By Melissa Trudinger
Wednesday, 12 February, 2003

CSIRO structural biologist Jose Varghese believes that synchrotrons are essential tools for finding out how proteins work, and designing drugs to specifically interact with them.

"When you're designing drugs, it's like getting a piece to fit in a jigsaw puzzle, you can't have an approximate fit," he says.

A synchrotron in Australia will expedite research into protein structure and function, Varghese explains, by allowing researchers to precisely see how proteins interact with each other and with small molecules.

"The genome will tell us a lot, but really what makes us tick are the gene products," he says.

Varghese and his collaborators, led by Prof Richard Simpson at the Joint Proteomics Laboratory at the Ludwig Institute for Cancer Research and Royal Melbourne Hospital (part of the CRC for Cellular Growth Factors), have just published a paper in the Proceedings of the National Academy of Science describing the structure of the interleukin-6 (IL-6) receptor, a key piece of the puzzle in one of the major inflammatory signalling pathways.

The structure was determined using X-ray crystallography, and the Australian scientists used a synchrotron in Chicago to get the data.

When the IL-6 receptor binds IL-6, it forms a complex with gp130, a signalling protein that sets off the JAK/Stat signalling pathway in the cell.

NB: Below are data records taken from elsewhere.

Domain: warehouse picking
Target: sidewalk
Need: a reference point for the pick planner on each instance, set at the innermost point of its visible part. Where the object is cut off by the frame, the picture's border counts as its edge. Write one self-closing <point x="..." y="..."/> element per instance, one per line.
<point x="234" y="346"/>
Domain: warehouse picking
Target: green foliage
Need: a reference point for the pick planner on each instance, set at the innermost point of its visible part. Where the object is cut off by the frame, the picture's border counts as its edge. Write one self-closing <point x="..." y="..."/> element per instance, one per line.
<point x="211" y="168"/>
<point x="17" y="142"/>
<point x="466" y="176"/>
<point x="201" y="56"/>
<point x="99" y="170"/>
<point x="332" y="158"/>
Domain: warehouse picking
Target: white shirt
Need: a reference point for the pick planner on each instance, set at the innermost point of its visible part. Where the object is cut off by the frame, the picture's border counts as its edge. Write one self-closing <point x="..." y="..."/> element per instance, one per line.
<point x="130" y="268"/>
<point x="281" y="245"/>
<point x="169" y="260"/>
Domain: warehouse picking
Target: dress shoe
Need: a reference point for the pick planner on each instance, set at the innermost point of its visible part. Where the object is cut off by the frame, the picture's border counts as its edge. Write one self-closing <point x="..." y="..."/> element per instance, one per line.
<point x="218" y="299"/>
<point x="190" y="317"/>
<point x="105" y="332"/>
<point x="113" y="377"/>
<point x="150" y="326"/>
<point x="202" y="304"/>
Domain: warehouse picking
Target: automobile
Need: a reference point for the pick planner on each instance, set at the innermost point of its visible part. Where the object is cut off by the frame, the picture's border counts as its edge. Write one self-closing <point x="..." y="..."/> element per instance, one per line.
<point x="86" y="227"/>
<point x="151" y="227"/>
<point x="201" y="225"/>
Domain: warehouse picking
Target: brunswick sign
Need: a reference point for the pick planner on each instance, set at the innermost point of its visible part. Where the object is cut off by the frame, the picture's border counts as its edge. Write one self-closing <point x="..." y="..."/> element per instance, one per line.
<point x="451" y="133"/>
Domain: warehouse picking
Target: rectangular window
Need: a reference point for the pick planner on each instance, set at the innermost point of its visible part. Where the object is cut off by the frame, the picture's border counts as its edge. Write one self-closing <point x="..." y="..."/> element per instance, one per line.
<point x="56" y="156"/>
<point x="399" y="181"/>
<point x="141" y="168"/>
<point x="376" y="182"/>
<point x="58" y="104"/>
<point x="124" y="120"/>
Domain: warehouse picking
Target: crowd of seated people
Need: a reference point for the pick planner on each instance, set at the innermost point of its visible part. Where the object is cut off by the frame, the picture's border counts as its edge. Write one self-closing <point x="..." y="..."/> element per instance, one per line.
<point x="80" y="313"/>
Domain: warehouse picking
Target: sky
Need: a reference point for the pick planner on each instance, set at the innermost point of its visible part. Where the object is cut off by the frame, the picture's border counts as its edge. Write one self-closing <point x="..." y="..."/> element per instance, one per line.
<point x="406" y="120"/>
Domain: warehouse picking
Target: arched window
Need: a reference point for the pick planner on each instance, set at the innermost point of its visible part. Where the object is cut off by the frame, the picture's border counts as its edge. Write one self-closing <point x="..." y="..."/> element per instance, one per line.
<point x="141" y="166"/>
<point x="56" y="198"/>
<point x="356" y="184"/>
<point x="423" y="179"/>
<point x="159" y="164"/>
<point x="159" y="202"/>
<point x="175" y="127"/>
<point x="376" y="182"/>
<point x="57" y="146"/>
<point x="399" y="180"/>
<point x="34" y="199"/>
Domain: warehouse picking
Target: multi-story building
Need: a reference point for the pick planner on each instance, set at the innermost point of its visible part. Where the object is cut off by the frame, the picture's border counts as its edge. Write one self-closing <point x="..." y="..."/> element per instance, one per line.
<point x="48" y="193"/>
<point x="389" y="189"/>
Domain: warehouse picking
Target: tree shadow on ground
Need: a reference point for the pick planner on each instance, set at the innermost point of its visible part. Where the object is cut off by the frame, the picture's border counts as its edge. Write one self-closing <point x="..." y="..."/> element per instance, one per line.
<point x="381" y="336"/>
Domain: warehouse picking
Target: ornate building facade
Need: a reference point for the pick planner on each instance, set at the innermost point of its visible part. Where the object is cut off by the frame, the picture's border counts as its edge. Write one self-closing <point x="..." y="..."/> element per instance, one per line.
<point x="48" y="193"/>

While this is an important inflammatory mechanism, inappropriate signalling through the IL-6 receptor has been linked to autoimmune diseases including rheumatoid arthritis, cancers including multiple myeloma and prostate cancer and even cardiovascular disease.

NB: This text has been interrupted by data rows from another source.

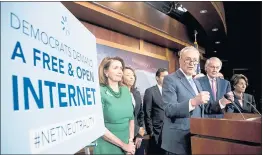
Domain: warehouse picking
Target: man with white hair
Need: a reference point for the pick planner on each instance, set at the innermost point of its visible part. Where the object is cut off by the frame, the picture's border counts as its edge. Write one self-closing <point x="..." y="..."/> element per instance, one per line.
<point x="217" y="87"/>
<point x="183" y="98"/>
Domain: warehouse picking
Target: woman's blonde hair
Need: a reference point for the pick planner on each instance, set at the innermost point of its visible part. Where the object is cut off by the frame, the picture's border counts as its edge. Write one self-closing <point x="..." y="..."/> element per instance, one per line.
<point x="104" y="65"/>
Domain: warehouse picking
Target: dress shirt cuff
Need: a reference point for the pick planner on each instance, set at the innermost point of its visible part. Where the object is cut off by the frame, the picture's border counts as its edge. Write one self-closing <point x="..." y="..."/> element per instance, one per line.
<point x="190" y="106"/>
<point x="222" y="106"/>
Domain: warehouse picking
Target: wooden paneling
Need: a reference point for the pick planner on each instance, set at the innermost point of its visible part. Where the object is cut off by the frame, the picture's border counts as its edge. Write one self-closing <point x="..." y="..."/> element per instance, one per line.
<point x="148" y="47"/>
<point x="112" y="36"/>
<point x="117" y="40"/>
<point x="173" y="60"/>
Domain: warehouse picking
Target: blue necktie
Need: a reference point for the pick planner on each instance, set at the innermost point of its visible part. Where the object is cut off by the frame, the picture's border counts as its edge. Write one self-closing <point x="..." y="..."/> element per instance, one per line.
<point x="192" y="83"/>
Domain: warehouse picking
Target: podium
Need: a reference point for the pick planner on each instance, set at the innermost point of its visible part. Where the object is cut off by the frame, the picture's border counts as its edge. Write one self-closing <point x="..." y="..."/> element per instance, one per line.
<point x="229" y="135"/>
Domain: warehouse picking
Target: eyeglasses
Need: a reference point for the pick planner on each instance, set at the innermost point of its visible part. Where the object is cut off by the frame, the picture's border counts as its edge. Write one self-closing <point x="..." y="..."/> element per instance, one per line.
<point x="188" y="61"/>
<point x="215" y="67"/>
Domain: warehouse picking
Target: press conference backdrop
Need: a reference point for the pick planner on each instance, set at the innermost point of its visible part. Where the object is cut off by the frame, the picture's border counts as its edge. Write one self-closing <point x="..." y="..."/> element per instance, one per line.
<point x="50" y="100"/>
<point x="145" y="67"/>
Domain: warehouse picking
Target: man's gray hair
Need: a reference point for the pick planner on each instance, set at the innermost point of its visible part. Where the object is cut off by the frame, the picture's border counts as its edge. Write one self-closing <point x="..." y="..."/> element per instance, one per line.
<point x="213" y="58"/>
<point x="187" y="48"/>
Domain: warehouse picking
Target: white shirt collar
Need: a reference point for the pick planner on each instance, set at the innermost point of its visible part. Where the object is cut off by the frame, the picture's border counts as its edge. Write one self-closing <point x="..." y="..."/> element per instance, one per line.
<point x="187" y="76"/>
<point x="210" y="79"/>
<point x="160" y="88"/>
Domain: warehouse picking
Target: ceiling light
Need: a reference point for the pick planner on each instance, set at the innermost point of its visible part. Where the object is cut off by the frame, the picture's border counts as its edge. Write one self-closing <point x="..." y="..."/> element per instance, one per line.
<point x="203" y="11"/>
<point x="215" y="29"/>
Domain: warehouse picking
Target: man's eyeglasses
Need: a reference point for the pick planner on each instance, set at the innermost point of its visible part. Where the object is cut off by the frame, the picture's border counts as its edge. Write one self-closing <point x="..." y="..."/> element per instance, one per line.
<point x="188" y="61"/>
<point x="214" y="67"/>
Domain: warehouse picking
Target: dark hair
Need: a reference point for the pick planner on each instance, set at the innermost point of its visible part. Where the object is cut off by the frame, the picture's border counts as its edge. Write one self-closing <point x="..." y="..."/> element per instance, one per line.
<point x="160" y="70"/>
<point x="135" y="78"/>
<point x="236" y="77"/>
<point x="104" y="65"/>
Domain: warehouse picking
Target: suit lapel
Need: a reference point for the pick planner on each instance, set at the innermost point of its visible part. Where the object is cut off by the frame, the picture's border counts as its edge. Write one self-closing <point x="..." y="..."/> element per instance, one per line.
<point x="208" y="87"/>
<point x="185" y="82"/>
<point x="245" y="100"/>
<point x="158" y="96"/>
<point x="218" y="86"/>
<point x="238" y="104"/>
<point x="198" y="86"/>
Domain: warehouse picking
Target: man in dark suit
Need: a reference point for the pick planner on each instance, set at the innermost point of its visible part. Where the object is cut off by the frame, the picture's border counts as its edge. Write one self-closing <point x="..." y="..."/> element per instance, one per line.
<point x="217" y="88"/>
<point x="183" y="98"/>
<point x="243" y="101"/>
<point x="154" y="112"/>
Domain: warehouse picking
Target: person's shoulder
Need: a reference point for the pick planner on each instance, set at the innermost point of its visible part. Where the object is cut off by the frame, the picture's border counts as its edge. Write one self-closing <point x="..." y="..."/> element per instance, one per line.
<point x="249" y="95"/>
<point x="150" y="88"/>
<point x="201" y="78"/>
<point x="102" y="88"/>
<point x="124" y="89"/>
<point x="225" y="81"/>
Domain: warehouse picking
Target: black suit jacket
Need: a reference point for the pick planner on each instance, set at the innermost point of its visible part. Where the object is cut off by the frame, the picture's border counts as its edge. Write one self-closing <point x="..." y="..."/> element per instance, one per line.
<point x="138" y="112"/>
<point x="212" y="108"/>
<point x="177" y="92"/>
<point x="153" y="108"/>
<point x="246" y="108"/>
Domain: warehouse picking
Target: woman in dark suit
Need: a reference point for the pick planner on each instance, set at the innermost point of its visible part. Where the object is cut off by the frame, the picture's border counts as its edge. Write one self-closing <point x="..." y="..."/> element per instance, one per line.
<point x="129" y="79"/>
<point x="242" y="99"/>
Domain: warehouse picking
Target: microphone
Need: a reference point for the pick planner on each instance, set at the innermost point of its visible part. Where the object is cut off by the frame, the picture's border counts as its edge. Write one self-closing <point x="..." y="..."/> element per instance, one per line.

The IL-6 receptor structure will be a key tool in the development of therapeutics targeted at the IL-6 signalling pathway, says Varghese.

The team has been working on the structure of the receptor for a number of years, hampered by the difficulties encountered in producing the protein in a form suitable for crystallisation.

"Our competitive edge is to look at difficult problems," Varghese says.

While the structure provides valuable information about the receptor and the complex it forms, Varghese is also interested in using the existing structure as a template for small molecule inhibitors, targeting the binding site of IL-6 to the receptor.

"If we design inhibitors to block the first event, we can block the entire signalling cascade," he said. "It would also be useful for teasing out the biochemical pathways."

Varghese and his team are using Caduceus, a powerful 64-node computer, to perform in silico screening of potential small molecule inhibitors for the IL-6 receptor. But commercialisation of any inhibitors is still a long way off, he says.

"We're talking long-term. I was involved in the development of Relenza [the influenza drug commercialised by Biota] and that took years," Varghese says.